Simon Bell, Commercial Manager, Sage Ireland said:
“The proposed extension to the SEPA transition phase, while welcome, is a precautionary measure intended to give more time for companies to become compliant. The situation is still crystalising and it remains to be seen how this proposal will be implemented at a national level. As such, Sage would advise that businesses continue to work towards the 1st February deadline to avoid the risk of a shutdown of payments in and out of their companies after this date. In early December, ISME reported that 73% of SMEs have started the implementation process and we are aware that there have been significant strides in the market since then. Sage have been at the forefront in preparing for SEPA for the last year and urges businesses to not be complacent in completing their migration and to continue working to the legal migration deadline of 1st February 2014.
“Minister for Small Business, John Perry T.D., yesterday echoed this sentiment: “Even with this proposed additional transition period of six months, I am still urging all businesses to act now and contact their bank and software provider to help ensure that their pay-roll, direct debit and accounting systems are SEPA ready before the February deadline. Each bank will be able to advise their clients on any actions that need to be taken to make sure that each business is fully SEPA-compliant for 1st February.”

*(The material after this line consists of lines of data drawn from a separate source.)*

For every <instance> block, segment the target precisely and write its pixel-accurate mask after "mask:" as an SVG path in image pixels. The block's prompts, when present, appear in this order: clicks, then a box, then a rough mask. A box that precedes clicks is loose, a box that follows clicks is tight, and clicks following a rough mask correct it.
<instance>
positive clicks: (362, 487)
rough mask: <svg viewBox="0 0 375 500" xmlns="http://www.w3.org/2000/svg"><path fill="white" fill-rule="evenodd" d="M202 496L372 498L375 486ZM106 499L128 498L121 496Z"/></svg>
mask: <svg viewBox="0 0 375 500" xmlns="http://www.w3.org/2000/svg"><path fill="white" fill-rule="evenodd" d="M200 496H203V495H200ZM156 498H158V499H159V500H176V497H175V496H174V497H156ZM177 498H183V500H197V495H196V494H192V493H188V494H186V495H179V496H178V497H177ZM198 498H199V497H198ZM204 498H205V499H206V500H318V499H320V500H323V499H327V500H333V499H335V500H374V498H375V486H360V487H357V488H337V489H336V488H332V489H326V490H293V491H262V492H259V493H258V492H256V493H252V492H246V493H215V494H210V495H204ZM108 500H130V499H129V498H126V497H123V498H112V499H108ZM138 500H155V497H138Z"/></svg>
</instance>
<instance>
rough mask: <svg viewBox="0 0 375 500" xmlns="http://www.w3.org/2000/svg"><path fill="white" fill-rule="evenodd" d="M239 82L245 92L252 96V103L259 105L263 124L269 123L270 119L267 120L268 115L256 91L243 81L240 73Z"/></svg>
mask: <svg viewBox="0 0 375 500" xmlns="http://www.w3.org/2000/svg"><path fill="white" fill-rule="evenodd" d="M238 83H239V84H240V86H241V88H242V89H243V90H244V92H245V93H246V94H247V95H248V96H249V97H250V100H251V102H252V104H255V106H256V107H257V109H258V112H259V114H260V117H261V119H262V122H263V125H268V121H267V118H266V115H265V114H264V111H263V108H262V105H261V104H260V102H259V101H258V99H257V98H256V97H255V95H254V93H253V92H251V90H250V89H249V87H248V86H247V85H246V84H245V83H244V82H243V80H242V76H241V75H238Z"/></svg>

“SEPA is only one of five initiatives in the National Payments Plan. Businesses need to ensure they are also ready for the e-Day deadline on 19th September 2014. e-Day aims to reduce cheque usage in the economy and from the 19th September all central government, local authorities and State agencies will no longer issue or accept cheques. SMEs are either issuers or receivers of 60% of all cheques in Ireland so it is crucial that they are prepared for this change.”